Although Laboratory Epistemologies offers an incisive theoretical critique, its ethnographic foundation remains uneven. Boulboullé draws on an impressive range of phenomenology, history and STS literature, but her fieldwork is limited to training courses, artistic workshops and a brief internship. The laboratory is depicted as a space of affect and discipline – offering insights into science pedagogy – but not as a site where theoretical insights are materially enacted through investigative practice. Her ethnographic observations are evocative but fragmentary, functioning more as pedagogical vignettes. Though framed as a ‘historioethnographic study’, a heavy reliance on secondary literature renders the approach hands-off – more textual exegesis than ethnographic study: her analysis engages other texts more than it probes scientific knowledge production through systematic case studies, typical of social-historical epistemology. Thus her ethnographic insights remain disconnected from scientific theorizing. Meanwhile, the focus on canonical laboratory ethnographies overlooks a significant recent shift towards emphasizing embodied experience as central to scientific practice. This oversight leads her to overstate the novelty of her intervention, framing it against an outdated account of the field’s engagement with embodiment.

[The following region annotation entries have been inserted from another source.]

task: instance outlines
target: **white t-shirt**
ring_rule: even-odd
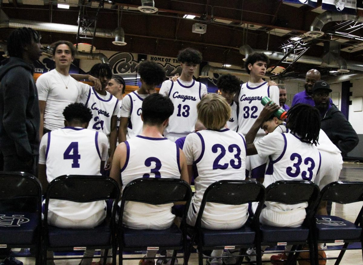
[[[141,120],[141,106],[144,99],[148,95],[148,94],[140,94],[137,91],[134,91],[127,94],[122,100],[120,116],[129,118],[126,139],[138,135],[142,131],[143,123]]]
[[[291,133],[274,132],[255,142],[254,146],[259,156],[270,158],[263,183],[265,187],[280,180],[314,181],[320,168],[320,155],[316,147]],[[266,202],[265,204],[277,211],[307,206],[307,203],[290,205]]]
[[[70,75],[63,75],[55,69],[39,76],[36,85],[39,100],[46,102],[44,128],[50,131],[64,127],[62,114],[64,108],[76,102],[79,95],[86,91],[89,87]]]
[[[261,113],[264,105],[262,98],[267,96],[275,103],[278,103],[280,90],[276,86],[269,86],[266,82],[242,84],[238,96],[240,113],[238,116],[238,132],[245,135]],[[260,129],[256,137],[265,135]]]
[[[42,138],[39,162],[46,166],[49,182],[64,175],[100,175],[101,161],[106,160],[108,142],[102,132],[80,127],[56,130]],[[52,199],[49,220],[54,214],[69,220],[70,223],[81,222],[94,215],[102,217],[105,207],[104,200],[82,203]]]
[[[245,178],[246,144],[243,136],[229,129],[203,130],[188,134],[183,152],[187,163],[196,165],[195,193],[191,207],[197,212],[205,190],[216,181]],[[248,215],[247,205],[227,205],[208,203],[203,219],[218,223],[234,223]]]
[[[179,78],[175,82],[164,81],[159,94],[168,97],[174,105],[174,112],[164,131],[165,137],[183,137],[193,132],[197,104],[207,94],[205,85],[194,80],[185,82]]]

At times, conceptual slippages undermine analytic precision. For instance, Boulboullé characterizes the micropipette as an ‘epistemic thing’, following Hans-Jörg Rheinberger. But epistemic things are conceptual-phenomenal hybrids that drive experimental systems by generating indeterminacy; the pipette, while enabling access to such knowledge-generating entities, is more properly a technical object. Likewise, her shifting use of ‘hands-off’, referring both to the discursive displacement of manual labour in Cartesian epistemology and to the regulated suppression of touch in clean-room protocols, risks conflating a rhetorical–epistemological strategy and an embodied epistemic practice. Clarifying this distinction would sharpen the analytic force of her otherwise compelling account.

Nevertheless, this book is a theoretically ambitious interdisciplinary contribution. Restoring the body to rationalist epistemology through a ‘radical rereading’ of Descartes challenges conventional interpretations of his associations with disembodied knowing and bodily transparency. The book’s originality lies less in introducing embodiment to laboratory studies than in its genealogical strategy. In tracing the historical–philosophical erasure of manual labour and material manipulation from rationalism’s canon, Boulboullé reframes Cartesian epistemology as entangled with the bodily regimes it purportedly transcended, giving her critique its distinctive force. Her argument challenges persistent myths about modern science’s origins, while offering a material genealogy of rationalist epistemology. Boulboullé’s work aligns with broader efforts in historical epistemology, post-phenomenology and science studies to reconceive knowing as a material, embodied, situated practice. Though its ethnographic grounding is limited, the book’s theoretical provocation is clear: historical epistemology must reckon with the body as a generative site of scientific knowing.